Antidiscrimination and harassment statutes were developed to ensure that organisations treat employees like human beings and not as property. Property mentality is the major cause of harassment in the workplace. Once people, especially those in power, begin to view their subordinates and the relationship between them in terms of property, that is where seeds of contempt are planted and discrimination and harassment become the order of the day. Organisations are very much like families, with leaders playing the role of parents and employees children. Just like children, employees emulate the actions of their leaders which can create a situation where there is runaway harassment ensuring that the work environment is hostile and untenable. It can further result in the unhealthy transfer of domestic roles by managers who might want to run their departments and indeed the organisation like they would their household; commanding and assuming to know what is best all the time. Possessiveness in the workplace is unhealthy and counterproductive as it makes employees feel bullied and pressured to do things that would rather not be doing in the first place. Harassment can also escalate into targeted character assassination and sanctioned stalking through structured work assignments and travel. 1986 was an exceptional year for the fight against workplace harassment with the establishment of the precedence to hold employers culpable in sexual harassment cases where sexual favours are a prerequisite for considerations and benefits. This principle came into effect during the case between Meritor Savings Bank versus Vinson.

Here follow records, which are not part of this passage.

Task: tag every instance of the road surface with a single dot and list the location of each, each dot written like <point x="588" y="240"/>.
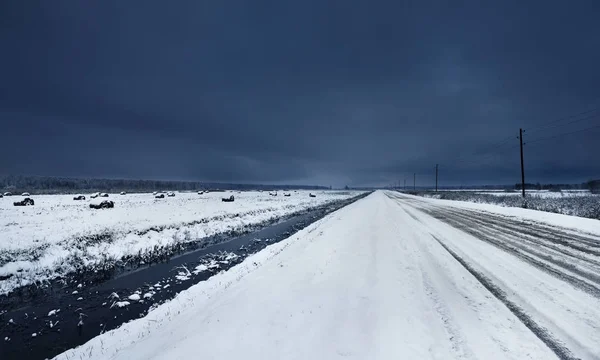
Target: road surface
<point x="390" y="276"/>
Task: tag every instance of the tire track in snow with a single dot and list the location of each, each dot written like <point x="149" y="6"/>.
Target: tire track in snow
<point x="541" y="332"/>
<point x="492" y="238"/>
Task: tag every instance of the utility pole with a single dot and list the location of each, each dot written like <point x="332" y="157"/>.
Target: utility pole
<point x="436" y="172"/>
<point x="522" y="164"/>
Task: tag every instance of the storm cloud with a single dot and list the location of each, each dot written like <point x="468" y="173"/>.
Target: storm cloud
<point x="306" y="92"/>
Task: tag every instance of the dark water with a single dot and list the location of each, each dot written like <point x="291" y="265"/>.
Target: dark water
<point x="93" y="309"/>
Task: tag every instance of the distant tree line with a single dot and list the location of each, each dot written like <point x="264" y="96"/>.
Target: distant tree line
<point x="53" y="185"/>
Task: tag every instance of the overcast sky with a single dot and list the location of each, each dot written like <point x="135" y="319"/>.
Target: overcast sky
<point x="302" y="92"/>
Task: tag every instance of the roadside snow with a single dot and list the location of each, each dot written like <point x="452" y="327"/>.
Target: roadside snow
<point x="365" y="282"/>
<point x="41" y="241"/>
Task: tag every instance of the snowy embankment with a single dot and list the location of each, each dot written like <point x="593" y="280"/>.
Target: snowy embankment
<point x="378" y="279"/>
<point x="59" y="235"/>
<point x="576" y="203"/>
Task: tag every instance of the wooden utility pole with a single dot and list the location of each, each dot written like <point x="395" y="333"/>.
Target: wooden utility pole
<point x="436" y="172"/>
<point x="522" y="164"/>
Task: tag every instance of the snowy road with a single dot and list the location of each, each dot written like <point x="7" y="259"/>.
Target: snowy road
<point x="390" y="276"/>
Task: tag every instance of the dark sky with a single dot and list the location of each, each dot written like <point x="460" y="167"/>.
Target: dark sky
<point x="307" y="92"/>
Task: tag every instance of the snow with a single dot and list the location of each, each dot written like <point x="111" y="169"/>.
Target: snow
<point x="38" y="242"/>
<point x="545" y="194"/>
<point x="374" y="280"/>
<point x="579" y="223"/>
<point x="120" y="304"/>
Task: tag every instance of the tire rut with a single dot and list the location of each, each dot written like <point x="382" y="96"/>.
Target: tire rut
<point x="481" y="235"/>
<point x="561" y="351"/>
<point x="527" y="236"/>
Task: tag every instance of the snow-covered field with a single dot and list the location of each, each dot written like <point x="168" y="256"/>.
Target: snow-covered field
<point x="544" y="194"/>
<point x="45" y="240"/>
<point x="577" y="203"/>
<point x="391" y="276"/>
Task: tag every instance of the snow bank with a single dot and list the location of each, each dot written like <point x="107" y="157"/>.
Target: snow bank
<point x="43" y="241"/>
<point x="356" y="284"/>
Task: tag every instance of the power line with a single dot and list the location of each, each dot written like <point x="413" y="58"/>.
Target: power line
<point x="563" y="134"/>
<point x="570" y="122"/>
<point x="569" y="117"/>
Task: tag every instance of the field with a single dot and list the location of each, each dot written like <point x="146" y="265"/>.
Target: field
<point x="391" y="276"/>
<point x="580" y="203"/>
<point x="59" y="236"/>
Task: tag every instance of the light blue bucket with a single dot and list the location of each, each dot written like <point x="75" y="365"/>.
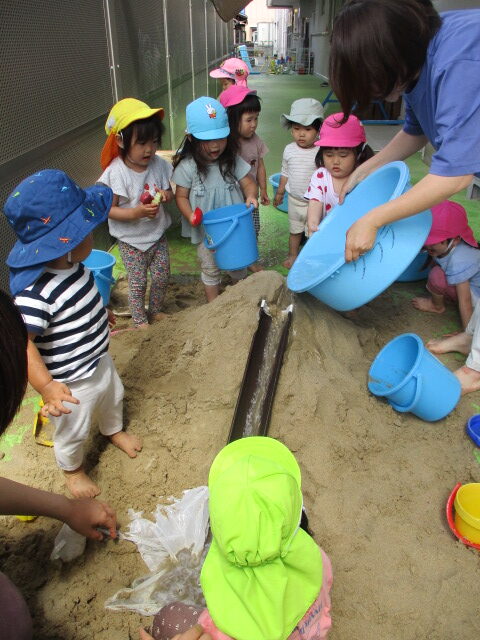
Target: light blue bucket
<point x="230" y="233"/>
<point x="412" y="379"/>
<point x="320" y="267"/>
<point x="415" y="270"/>
<point x="275" y="181"/>
<point x="101" y="264"/>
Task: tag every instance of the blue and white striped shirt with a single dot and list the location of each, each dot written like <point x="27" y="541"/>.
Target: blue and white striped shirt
<point x="64" y="309"/>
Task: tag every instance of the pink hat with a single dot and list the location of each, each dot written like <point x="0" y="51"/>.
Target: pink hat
<point x="449" y="220"/>
<point x="235" y="95"/>
<point x="334" y="134"/>
<point x="234" y="69"/>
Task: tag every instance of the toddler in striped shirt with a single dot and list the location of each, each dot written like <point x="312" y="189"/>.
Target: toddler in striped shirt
<point x="66" y="320"/>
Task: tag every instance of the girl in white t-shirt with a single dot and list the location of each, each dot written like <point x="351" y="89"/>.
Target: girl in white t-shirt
<point x="140" y="181"/>
<point x="343" y="147"/>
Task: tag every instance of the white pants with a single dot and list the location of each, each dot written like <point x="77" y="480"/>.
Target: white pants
<point x="473" y="329"/>
<point x="101" y="397"/>
<point x="211" y="274"/>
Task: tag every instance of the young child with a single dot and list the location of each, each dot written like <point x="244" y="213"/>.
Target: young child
<point x="264" y="577"/>
<point x="298" y="164"/>
<point x="456" y="276"/>
<point x="343" y="147"/>
<point x="243" y="108"/>
<point x="140" y="181"/>
<point x="67" y="324"/>
<point x="209" y="175"/>
<point x="232" y="71"/>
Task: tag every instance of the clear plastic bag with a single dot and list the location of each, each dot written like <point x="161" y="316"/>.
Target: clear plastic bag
<point x="173" y="548"/>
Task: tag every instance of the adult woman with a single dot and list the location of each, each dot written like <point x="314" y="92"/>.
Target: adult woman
<point x="381" y="49"/>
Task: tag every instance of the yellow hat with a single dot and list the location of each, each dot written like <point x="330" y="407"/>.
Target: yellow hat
<point x="121" y="115"/>
<point x="127" y="111"/>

Five years later, The Supreme Court ruled that any employer was culpable in the event that their employees were victims of sexual harassment even where no psychological harm is involved. Four elements were also added to the definition of the hostile work environment to avoid ambiguity. First, it does not include any quid pro quo; second, it increased its scope to cover employee-to-employee relations; third, employers would be held liable even if they were ignorant of the events or were not involved; last, the amount of damages awarded would be inversely proportional to the conscious development of preventive policies. These principles increased accountability by forcing institutions to ensure that they remained proactive in enhancing their workplace environments. They further allowed employees an increased bandwidth to identify and report workplace bullying by outlining six principles. First, the situation must feature a difference in power. Second, there must be proof of disregard for the individuality of a person. Third, others must have been able to come to the aid of the victim. Fourth, the bully must have actively prevented the victim from accessing processes and institutions for legal recourse. Fifth, there must be evidence of disregard for one’s property. Last, there must be evidence of disregard for a person’s rights.